Michael Brennan is an Executive Principal at Apis, currently leading the major Aged Care Reforms at the Department of Health.

Take 10 with Michael

Michael Brennan is an Executive Principal at Apis, currently leading the major Aged Care Reforms at the Department of Health.  Michael joined Apis with a strong interest in business analysis to solve problems and programme management to implement major change.  Business analysis came naturally to him after training as financial para planner and studying a business degree at RMIT.  His career so far has provided experience in superannuation, retail financial services, corporate banking, education, border protection, government regulation and Commonwealth aged care.  From early in his career, he was required to grasp a business operating model, analyse issues and then visualise the future business practises of the organisation.  This interest in helping organisations solve problems and implement a better future is what makes Michael tick.  He outlines below where this has taken him over the years and gives us an insight into the state of project and programme management in Australia today.

What drew you to this field of work?

I love the problem-solving element of big business process challenges.  I’m not as interested in system maintenance, but rather system envisioning, design and building or improvement.  While those novelties and challenges motivate me, the interesting irony is that to build these new systems and processes, I need to rely on repeatable, consistent, project management tools and frameworks.  Without these, designing a new and complex system would be near impossible.

What are some of the golden rules you personally rely on to deliver on large-scale projects?

A highly experienced former colleague of mine in the UK once said that running a massive project is like a circus acrobat managing “to keep all the plates spinning in the air” without anything coming crashing down.  That is a great metaphor for programme and project management.

To achieve this I need to ensure that all project teams within a programme have a shared vision of where it is all heading. I think of this as Golden Rule number 1: create the vision and constantly propagate and reinforce it with all team members.  A perfect example is that over the last three and a half years, Apis has been leading over 300 people to ensure the successful development and roll out of My Aged Care.  Without a common, shared goal it could easily lead to a variety of different sub-optimal outcomes.  The other rule I live by is to focus on the individuals within the teams themselves to help and motivate them to be the best that they can be.  It’s hugely energising for people and their teams.

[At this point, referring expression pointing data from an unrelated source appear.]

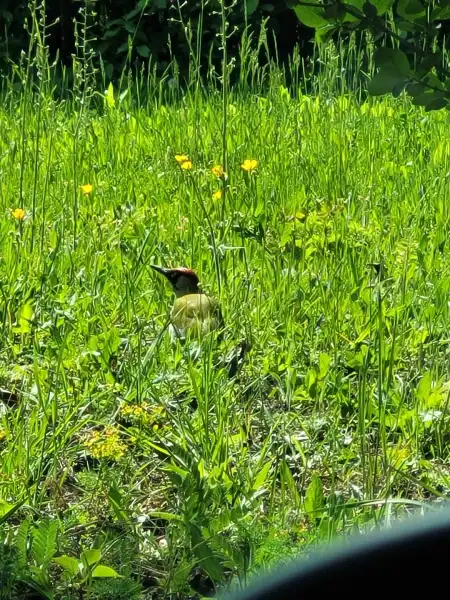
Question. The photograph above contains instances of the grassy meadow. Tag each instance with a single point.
(124, 454)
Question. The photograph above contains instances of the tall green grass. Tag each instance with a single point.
(331, 259)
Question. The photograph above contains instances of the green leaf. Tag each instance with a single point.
(104, 571)
(312, 17)
(69, 564)
(410, 9)
(392, 59)
(436, 104)
(415, 89)
(24, 317)
(440, 13)
(159, 514)
(262, 476)
(369, 10)
(90, 557)
(109, 96)
(5, 507)
(201, 549)
(335, 11)
(143, 51)
(7, 510)
(251, 6)
(314, 499)
(424, 387)
(324, 364)
(382, 6)
(117, 503)
(384, 82)
(21, 543)
(43, 546)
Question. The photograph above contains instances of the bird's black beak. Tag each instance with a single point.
(161, 270)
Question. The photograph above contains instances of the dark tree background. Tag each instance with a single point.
(150, 24)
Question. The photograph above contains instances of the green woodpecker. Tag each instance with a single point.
(194, 313)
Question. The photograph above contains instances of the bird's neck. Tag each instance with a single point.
(187, 291)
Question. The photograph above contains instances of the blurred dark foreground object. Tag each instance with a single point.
(411, 560)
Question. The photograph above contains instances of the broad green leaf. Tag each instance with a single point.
(91, 556)
(104, 571)
(324, 364)
(109, 96)
(424, 387)
(289, 482)
(5, 507)
(69, 564)
(312, 17)
(117, 503)
(21, 543)
(143, 51)
(393, 60)
(209, 562)
(262, 476)
(8, 510)
(314, 499)
(382, 6)
(43, 546)
(159, 514)
(23, 318)
(436, 104)
(440, 13)
(415, 89)
(251, 6)
(410, 9)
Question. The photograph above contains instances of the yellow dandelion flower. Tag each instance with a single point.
(87, 189)
(218, 171)
(105, 443)
(249, 165)
(18, 214)
(181, 158)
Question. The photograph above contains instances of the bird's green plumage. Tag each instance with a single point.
(195, 314)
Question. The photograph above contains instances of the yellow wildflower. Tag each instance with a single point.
(105, 443)
(218, 171)
(18, 214)
(184, 222)
(87, 189)
(144, 413)
(249, 165)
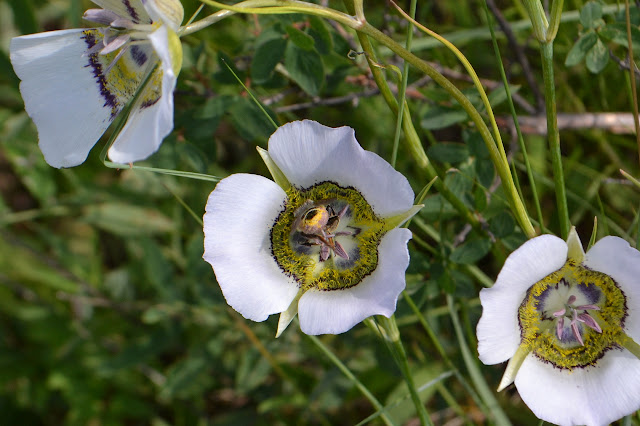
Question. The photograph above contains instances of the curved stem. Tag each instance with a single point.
(503, 170)
(295, 6)
(553, 134)
(345, 370)
(391, 334)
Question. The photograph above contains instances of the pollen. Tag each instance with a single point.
(573, 316)
(326, 237)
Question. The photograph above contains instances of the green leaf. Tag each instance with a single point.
(250, 121)
(597, 58)
(321, 35)
(301, 39)
(590, 13)
(499, 95)
(471, 251)
(580, 49)
(305, 68)
(448, 152)
(440, 117)
(267, 56)
(127, 220)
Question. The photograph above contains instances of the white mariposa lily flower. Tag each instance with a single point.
(568, 323)
(323, 242)
(75, 82)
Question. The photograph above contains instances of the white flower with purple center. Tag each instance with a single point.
(322, 241)
(569, 323)
(76, 82)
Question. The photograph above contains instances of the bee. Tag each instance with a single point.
(318, 222)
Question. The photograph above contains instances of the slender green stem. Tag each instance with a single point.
(523, 148)
(403, 85)
(554, 137)
(345, 370)
(434, 338)
(554, 19)
(294, 6)
(504, 172)
(411, 136)
(476, 375)
(632, 77)
(391, 334)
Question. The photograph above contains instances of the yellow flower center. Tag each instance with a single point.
(573, 316)
(326, 237)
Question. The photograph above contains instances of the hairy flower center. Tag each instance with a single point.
(573, 316)
(120, 72)
(326, 237)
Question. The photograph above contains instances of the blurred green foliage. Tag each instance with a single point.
(109, 315)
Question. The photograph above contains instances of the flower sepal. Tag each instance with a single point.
(514, 365)
(287, 316)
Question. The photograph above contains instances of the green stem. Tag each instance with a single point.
(553, 134)
(411, 136)
(403, 85)
(345, 370)
(632, 76)
(434, 338)
(523, 148)
(504, 172)
(476, 375)
(391, 334)
(295, 6)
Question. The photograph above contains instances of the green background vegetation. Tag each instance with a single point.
(109, 315)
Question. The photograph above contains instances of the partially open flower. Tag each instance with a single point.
(568, 322)
(323, 242)
(76, 82)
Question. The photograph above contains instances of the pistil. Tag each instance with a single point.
(570, 311)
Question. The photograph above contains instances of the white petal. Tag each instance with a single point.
(336, 311)
(239, 215)
(147, 126)
(169, 12)
(308, 153)
(131, 9)
(595, 395)
(61, 94)
(498, 330)
(616, 258)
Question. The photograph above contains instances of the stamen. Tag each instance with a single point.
(560, 328)
(118, 56)
(574, 327)
(589, 321)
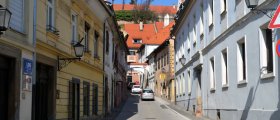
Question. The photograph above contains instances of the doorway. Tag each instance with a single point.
(74, 99)
(43, 93)
(7, 88)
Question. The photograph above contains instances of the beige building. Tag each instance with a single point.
(68, 88)
(162, 61)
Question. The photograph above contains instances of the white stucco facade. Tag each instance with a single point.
(231, 69)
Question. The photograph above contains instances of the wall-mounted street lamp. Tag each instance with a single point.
(5, 16)
(79, 52)
(252, 4)
(182, 60)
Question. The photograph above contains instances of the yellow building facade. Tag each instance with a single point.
(74, 87)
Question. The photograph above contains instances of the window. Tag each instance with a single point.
(137, 41)
(189, 82)
(74, 99)
(201, 19)
(184, 84)
(212, 74)
(96, 37)
(177, 86)
(223, 4)
(95, 99)
(266, 51)
(107, 42)
(74, 28)
(194, 32)
(241, 60)
(210, 15)
(50, 13)
(162, 61)
(158, 63)
(181, 85)
(224, 68)
(86, 37)
(131, 52)
(86, 98)
(17, 18)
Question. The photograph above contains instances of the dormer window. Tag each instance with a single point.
(137, 41)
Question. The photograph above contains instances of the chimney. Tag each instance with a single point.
(141, 25)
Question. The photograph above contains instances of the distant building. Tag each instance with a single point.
(231, 70)
(164, 13)
(140, 35)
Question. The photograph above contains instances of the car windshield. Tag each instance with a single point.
(136, 86)
(147, 91)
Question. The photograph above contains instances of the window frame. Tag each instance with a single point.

You worked for several years in the United Kingdom.  What did you do there and how would you compare that experience with Australia today?

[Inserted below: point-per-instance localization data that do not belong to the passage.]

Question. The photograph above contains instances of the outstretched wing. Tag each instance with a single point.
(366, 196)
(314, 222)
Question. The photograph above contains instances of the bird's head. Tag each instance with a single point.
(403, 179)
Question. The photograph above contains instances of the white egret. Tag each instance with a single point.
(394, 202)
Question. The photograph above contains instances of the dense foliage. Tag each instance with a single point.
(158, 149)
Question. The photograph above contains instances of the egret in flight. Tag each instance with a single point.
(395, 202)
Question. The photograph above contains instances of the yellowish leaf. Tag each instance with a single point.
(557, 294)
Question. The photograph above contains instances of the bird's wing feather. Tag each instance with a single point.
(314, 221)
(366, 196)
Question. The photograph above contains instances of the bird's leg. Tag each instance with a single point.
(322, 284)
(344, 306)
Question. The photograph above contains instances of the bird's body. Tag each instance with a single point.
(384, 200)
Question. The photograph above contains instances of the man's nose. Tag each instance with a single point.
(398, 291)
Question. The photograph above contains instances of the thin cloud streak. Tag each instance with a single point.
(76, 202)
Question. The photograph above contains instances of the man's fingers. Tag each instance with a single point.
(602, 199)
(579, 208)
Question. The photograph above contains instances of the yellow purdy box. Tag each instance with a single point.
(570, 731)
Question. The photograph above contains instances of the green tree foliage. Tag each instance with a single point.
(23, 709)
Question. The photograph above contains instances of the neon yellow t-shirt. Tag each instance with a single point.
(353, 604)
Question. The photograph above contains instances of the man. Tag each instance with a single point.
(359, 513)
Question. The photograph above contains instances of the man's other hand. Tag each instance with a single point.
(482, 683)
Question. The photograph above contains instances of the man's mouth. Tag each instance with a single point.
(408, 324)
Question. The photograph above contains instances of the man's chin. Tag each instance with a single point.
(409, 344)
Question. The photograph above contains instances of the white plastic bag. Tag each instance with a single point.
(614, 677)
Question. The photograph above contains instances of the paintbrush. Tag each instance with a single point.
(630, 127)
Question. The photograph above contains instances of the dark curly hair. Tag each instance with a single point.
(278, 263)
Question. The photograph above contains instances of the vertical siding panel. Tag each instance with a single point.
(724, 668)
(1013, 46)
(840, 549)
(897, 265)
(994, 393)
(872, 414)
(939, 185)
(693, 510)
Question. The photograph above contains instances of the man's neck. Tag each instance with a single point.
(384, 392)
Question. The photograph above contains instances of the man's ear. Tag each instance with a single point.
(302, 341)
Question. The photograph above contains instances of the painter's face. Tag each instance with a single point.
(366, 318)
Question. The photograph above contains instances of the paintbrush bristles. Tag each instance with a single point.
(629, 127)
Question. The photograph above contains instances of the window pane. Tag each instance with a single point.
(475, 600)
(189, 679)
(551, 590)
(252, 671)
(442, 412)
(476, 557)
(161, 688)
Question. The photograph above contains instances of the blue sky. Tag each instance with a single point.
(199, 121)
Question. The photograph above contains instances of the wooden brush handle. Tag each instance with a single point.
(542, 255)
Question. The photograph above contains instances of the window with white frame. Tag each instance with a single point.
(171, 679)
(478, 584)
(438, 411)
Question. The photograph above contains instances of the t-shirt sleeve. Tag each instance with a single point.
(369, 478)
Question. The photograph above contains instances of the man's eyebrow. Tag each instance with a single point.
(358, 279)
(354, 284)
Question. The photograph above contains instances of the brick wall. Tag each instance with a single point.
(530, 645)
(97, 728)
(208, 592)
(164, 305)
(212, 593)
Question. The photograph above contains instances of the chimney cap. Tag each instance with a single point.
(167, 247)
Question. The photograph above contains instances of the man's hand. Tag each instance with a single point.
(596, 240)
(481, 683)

In the UK I worked with large financial services organisations and various UK Government Departments, including for the UK Identity & Passport Service.  I was responsible for establishing a programme for delivering a capability to record biometrics for 7.5 million applicants per year.

My UK experience was invaluable, since both the UK public and private sectors have a strong appreciation of the purpose and application of programme and project management frameworks.  I took part in and witnessed great successes.  I had a strong sense that we were interfacing with clients who were ‘mature’ in a project management sense and that meant high chances of effective results.

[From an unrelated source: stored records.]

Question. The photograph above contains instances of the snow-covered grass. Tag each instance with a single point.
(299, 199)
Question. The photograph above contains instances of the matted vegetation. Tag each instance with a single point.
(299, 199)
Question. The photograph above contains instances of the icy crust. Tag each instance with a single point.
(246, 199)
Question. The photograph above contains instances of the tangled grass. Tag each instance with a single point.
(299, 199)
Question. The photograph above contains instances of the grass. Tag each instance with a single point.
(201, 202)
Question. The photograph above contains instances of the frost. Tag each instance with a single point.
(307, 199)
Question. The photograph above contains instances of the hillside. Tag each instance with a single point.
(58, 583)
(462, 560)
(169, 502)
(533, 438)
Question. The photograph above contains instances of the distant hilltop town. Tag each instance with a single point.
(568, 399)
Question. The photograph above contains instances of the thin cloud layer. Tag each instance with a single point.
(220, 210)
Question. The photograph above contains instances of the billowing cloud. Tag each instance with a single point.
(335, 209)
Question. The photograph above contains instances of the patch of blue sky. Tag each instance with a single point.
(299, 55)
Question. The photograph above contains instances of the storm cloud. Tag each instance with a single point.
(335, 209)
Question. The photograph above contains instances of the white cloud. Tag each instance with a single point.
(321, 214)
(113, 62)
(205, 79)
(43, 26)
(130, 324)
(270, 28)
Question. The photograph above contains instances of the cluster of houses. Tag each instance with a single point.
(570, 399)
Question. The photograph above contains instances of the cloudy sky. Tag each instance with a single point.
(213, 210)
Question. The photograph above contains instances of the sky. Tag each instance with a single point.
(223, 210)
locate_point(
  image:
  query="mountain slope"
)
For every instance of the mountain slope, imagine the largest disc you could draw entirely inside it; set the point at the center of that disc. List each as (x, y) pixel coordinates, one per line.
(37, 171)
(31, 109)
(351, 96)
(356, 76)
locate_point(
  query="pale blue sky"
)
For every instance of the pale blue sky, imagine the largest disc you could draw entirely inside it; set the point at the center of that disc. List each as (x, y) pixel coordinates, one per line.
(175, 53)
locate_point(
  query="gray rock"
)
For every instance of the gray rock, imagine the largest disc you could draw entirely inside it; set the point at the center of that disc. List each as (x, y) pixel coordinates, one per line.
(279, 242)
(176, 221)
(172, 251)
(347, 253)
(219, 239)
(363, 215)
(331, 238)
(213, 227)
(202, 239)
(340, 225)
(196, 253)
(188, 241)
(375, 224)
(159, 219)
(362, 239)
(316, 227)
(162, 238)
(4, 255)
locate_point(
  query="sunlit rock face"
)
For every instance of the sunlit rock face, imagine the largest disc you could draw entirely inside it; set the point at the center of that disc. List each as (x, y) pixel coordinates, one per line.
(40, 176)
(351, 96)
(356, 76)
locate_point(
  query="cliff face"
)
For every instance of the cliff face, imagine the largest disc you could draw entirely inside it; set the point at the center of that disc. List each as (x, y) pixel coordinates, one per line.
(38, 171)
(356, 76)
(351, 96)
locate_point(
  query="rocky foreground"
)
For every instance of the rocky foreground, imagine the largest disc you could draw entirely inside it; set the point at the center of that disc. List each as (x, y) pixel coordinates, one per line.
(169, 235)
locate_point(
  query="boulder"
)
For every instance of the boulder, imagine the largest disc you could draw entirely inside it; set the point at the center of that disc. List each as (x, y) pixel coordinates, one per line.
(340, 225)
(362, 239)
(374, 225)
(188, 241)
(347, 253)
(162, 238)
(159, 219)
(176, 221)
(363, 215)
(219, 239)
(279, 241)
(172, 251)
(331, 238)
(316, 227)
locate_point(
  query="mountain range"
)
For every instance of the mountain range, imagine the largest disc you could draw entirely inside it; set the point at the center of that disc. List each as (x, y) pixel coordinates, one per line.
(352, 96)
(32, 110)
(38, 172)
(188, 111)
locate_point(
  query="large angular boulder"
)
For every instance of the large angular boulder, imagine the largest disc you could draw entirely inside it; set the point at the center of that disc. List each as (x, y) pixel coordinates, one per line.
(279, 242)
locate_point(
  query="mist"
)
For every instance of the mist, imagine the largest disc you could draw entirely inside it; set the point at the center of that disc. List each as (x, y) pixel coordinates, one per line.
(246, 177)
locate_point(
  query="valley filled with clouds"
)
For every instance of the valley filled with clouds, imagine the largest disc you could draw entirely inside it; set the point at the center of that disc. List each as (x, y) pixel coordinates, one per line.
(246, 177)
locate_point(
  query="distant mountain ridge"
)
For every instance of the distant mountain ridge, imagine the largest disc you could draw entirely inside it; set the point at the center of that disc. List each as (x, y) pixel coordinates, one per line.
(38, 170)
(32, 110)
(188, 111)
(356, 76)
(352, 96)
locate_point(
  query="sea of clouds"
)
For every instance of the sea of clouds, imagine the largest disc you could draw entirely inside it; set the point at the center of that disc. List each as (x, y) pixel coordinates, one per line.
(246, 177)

I see the Australian corporate and public sectors evolving down that path too.  Organisations such as Apis have a real role in helping to increase our Commonwealth clients’ understanding of programme and project management skills and benefits.  We don’t just run a project in isolation.  We have an ethos of ensuring skills transfer and training for our clients.  We aim to educate, coach and capacity-build the APS staff we engage with.

What does Apis’ do best in your field?

Apis has always worked in partnership with our clients.  Our consultants aim for blended teams with our public servant colleagues.  As we bring our clients along with us on a programme journey we try to ensure that, when Apis leaves, the department is able to manage independently into the future.  Our core offerings will continue to focus on programme and project management, business design, procurement, change management and assurance.  We are great at them and we deliver.